Fortaleza de Sagres…

Portugal

 

Photographie : Hervé Baïs

 

***

 

   Située dans le « Journal de Voyage » d’Hervé Baïs en Terre Ibérique, « Fortaleza de Sagres » est l’image d’une construction militaire sise près du cap Saint-Vincent, le point le plus au sud-ouest du Portugal. Mais cette précision est de surcroît au motif qu’il s’agit moins de préciser les coordonnées géographiques de ce lieu que d’en tirer quelque enseignement symbolique. Autrement dit, substituer au premier plan de vision, un autre dont nous pensons qu’il sera plus riche d’enseignements. Habituellement, nous les Hommes d’humble destinée, avons-nous pour habitude d’avancer les yeux fixés sur l’horizon et singulièrement sur cette Terre que nos pieds foulent à la façon d’un remerciement. Comme si un rituel dédié au sol excluait, de par sa position, toute mesure qui serait placée hors du terrestre, de la glaise, de l’humus. Le limon en lieu et place de l’éther. Observez donc les Passants au hasard des rues, vous apercevrez leur attitude soucieuse, regard rivé aux pavés, peu d’entre eux, visages orientés vers le ciel, se présenteront à vous comme des explorateurs d’Infini, des aventuriers de l’Absolu. Certes « Infini », « Absolu » sont de Grands Mots qui nous toisent de toute leur hauteur mais, pour autant, ne doivent nullement nous réduire à n’être que de minces fourmis transportant leurs brindilles d’un coin du territoire à un autre. Ce préambule n’a pour but que d’attirer le regard en d’autres lieux que ceux, conventionnels qui, au compte de leur routine, ne font que nous aliéner à une lourde et immobile matière.

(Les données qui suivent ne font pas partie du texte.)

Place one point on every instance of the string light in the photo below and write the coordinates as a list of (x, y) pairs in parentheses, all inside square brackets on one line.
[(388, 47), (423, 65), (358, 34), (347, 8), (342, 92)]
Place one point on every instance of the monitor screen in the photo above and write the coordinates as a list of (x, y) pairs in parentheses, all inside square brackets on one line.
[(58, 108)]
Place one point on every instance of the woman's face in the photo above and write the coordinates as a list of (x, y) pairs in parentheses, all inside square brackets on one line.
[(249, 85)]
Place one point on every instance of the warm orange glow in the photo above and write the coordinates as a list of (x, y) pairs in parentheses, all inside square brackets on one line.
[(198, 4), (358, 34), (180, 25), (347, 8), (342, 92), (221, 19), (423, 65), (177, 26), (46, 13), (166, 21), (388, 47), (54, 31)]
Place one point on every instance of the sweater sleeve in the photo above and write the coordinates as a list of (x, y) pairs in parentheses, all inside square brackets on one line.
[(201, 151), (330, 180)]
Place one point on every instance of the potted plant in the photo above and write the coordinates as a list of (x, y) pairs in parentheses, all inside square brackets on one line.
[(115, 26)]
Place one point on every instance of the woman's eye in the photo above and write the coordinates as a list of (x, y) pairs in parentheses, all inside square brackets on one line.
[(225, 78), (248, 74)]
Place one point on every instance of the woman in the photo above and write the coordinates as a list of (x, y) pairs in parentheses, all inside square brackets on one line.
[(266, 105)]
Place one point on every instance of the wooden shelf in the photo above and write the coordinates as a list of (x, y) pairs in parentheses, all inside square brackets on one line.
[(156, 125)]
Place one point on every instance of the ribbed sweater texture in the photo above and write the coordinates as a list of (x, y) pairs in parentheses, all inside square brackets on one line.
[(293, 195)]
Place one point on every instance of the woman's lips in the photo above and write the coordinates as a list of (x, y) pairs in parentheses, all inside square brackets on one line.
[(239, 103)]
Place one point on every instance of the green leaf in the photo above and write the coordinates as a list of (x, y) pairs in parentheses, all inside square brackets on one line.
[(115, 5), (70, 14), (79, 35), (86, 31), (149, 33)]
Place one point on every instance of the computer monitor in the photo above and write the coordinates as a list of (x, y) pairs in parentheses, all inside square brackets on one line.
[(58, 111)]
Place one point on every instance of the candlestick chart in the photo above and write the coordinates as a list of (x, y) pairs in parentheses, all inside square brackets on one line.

   Donc cette exigeante photographie, il faut la faire nôtre, degré par degré, tout comme l’on se hisserait depuis les profondeurs de la Caverne Platonicienne jusqu’aux altitudes célestes, là où le Soleil diffuse sa brillante et immortelle Lumière. Tout en bas, dans les profondeurs du Sensible, enveloppés d’ombres, nous nous confortons de cette manière de demi-cécité. Nous y sommes bien au motif que, toujours, nous en avons connu les voiles familiers, les attouchements quasi-maternels. Voir dans la clarté serait une trop vive blessure. De quoi nous satisfaisons-nous ? De ces silhouettes fuligineuses qui s’animent sur les parois de pierre. Puis, quelqu’un que nous appellerons « L’Innommé », vient saisir notre main, nous encourageant à quitter notre cocon. Au début, nous regimbons puis, petit à petit, nous gravissons la pente, distinguant dans la ténèbre un lac aux reflets d’étain, des Formes animant d’autres formes, le brasillement d’un feu au plein de la nuit. Toujours la main de l’Innommé nous invite à nous hausser au-delà de qui-nous-sommes afin de connaître une autre condition que celle d’Enchaînés. Bientôt l’air libre. Bientôt la douce caresse du vent sur notre peau. Bientôt l’Illumination Solaire, l’éclat à nul autre pareil. Soudain des Mots de pure essence s’inscrivent au fronton du Ciel :

 

Vérité – Justice – Beauté,

 

mots que féconde et porte à leur accomplissement le Souverain Bien.

  

   Voici le terme du voyage. Par contraste avec l’Allégorie Platonicienne, nous ne regagnerons nullement l’antre ombreux mais demeurerons en l’entière clarté de ce qui vient à nous. Maintenant nos yeux voient l’Invisible, maintenant nos yeux sont pénétrés de cette joie de l’Intelligible. Maintenant les Choses, le Monde nous dévoilent leur envers, nous gratifient de ce Chiffre mystérieux, de ce Secret qui les rend si essentiels aux yeux de Ceux qui veulent connaître et aller de l’avant avec, dans le regard, cette pierre de cristal, cette gemme transparente, ce rubis étincelant des énigmes révélées, des arcanes ouverts à la limpidité, à la simplicité du Jour. Toute Nuit est mise à l’écart qui obombrait, scellait nos paupières.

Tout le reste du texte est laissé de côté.